Making the decision to contest a will is a significant undertaking. As you delve into the intricate workings of this legal process, you’ll find that understanding how contesting a will works can be both enlightening and essential for a favorable outcome. Let’s break down the details.

What Does it Mean to Contest a Will?

To understand how the process works, one must first grasp what contesting a will means. It’s not simply about expressing unhappiness with an inheritance. Contesting a will means legally challenging its validity in a court of law. It often revolves around doubts regarding the document’s authenticity or the mental state of the testator (the person who made the will) when it was drafted.

Grounds for Contesting a Will: How Do They Work?

To contest a will, there must be solid legal ground upon which your concerns rest:

Lack of Testamentary Capacity

For this ground to work, it must be shown that the testator didn’t understand the nature of the will, the extent of their assets, or the beneficiaries when the will was written, due to cognitive impairment or other reasons.

Undue Influence

To prove undue influence, it must be demonstrated that the testator was pressured or coerced, affecting how the will was written.

Fraud or Forgery

Claims of fraud or forgery work by establishing that the will or part of it was not the true intent of the testator or was falsely created by someone else.

Lack of Proper Formalities

For a will to work as intended, it must meet certain criteria, such as being correctly witnessed. If these aren’t met, the will can be contested.

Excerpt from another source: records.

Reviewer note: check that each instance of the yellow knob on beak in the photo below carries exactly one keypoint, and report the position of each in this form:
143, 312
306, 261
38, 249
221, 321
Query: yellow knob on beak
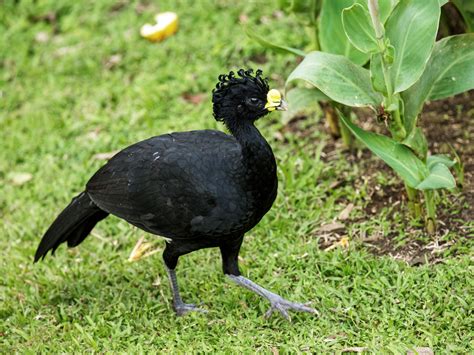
275, 102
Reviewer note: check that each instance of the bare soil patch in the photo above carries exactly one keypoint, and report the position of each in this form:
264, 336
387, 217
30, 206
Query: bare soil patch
448, 126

The Mechanics: How Does the Process Work?

Obtain a Copy of the Will

The first step to understanding how your contestation might work is by getting an official copy of the will from the probate registry.

Seek Legal Counsel

Find a solicitor specializing in will disputes to understand how your case might work and the strength of your claim.

File a Caveat

This action stops the will from being executed while the dispute is resolved, ensuring the estate works according to the law’s final decision.

Engage in Mediation

Before court proceedings, it’s common to try mediation. This method works by involving a neutral third party to help reach an agreement.

Court Proceedings

If mediation doesn’t work, the case will proceed to court, where the judge reviews evidence and decides on the will’s validity.

Potential Outcomes: What Works and What Doesn’t

  • Upholding the Will: If the court finds the will works as intended and is valid, it’s executed as written.
  • Revoking the Will: If the will doesn’t work due to legal flaws, the court can declare it invalid, leading to a previous will being considered or default inheritance rules applied.
  • Amending the Will: Sometimes, only parts of the will need adjustment for it to work correctly, while the rest remains intact.

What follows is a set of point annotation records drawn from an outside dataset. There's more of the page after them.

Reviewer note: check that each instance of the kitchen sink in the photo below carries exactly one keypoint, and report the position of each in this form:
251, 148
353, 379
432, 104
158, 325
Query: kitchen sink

Costs and Timeframe: How Do Finances Work in Contestation

Understanding how the financial aspect works is crucial. Contesting a will can be costly. If unsuccessful, you might bear your own legal costs and potentially those of the other side. Depending on the case, the entire process can work its way through the legal system for several months to years.

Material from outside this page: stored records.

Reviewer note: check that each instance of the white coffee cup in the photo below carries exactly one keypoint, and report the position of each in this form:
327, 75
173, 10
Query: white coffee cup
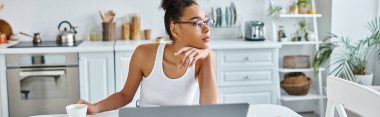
76, 110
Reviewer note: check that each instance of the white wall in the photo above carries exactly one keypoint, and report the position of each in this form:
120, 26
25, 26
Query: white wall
350, 19
44, 15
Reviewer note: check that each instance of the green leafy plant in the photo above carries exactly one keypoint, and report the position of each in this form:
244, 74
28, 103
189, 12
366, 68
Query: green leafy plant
273, 10
351, 59
302, 29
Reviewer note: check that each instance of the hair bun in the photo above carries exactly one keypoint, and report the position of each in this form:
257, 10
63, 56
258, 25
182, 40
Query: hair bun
165, 4
168, 4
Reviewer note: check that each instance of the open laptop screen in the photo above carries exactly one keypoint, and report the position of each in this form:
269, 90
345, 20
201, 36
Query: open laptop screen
217, 110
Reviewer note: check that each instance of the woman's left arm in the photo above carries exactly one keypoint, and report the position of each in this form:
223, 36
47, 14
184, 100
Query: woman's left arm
207, 81
206, 75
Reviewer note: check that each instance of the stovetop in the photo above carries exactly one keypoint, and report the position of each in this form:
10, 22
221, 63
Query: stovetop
45, 44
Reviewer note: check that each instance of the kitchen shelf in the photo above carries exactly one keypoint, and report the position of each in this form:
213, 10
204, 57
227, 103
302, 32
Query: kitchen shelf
300, 15
286, 70
301, 43
310, 96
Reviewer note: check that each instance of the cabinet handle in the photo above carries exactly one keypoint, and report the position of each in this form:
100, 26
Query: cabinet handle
247, 77
248, 58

FAQs on How Contesting a Will Works

1. Who’s eligible to contest a will?

People directly affected by the will or those who’d inherit by default can contest.

2. Is there a timeframe for how this works?

Yes, different jurisdictions set specific timeframes for when a will can be contested.

3. Can I ensure my will works as I intend and isn’t contested?

While you can’t prevent someone from contesting, creating a legally sound will, updated regularly with legal counsel, minimizes risks.

4. How does a family provision claim work in comparison to contesting a will?

Contesting disputes the will’s validity, while a family provision claim arises when an eligible person believes they’ve not been adequately provided for in the will.

5. In contestation, how do asset considerations work?

Only assets part of the deceased’s estate are relevant. Some assets, like joint tenancies, bypass the will and might not be included in the contestation.


Understanding how contesting a will works is vital for anyone considering this legal journey. With the right information and expert advice, you’ll be better equipped to navigate the complexities of the process.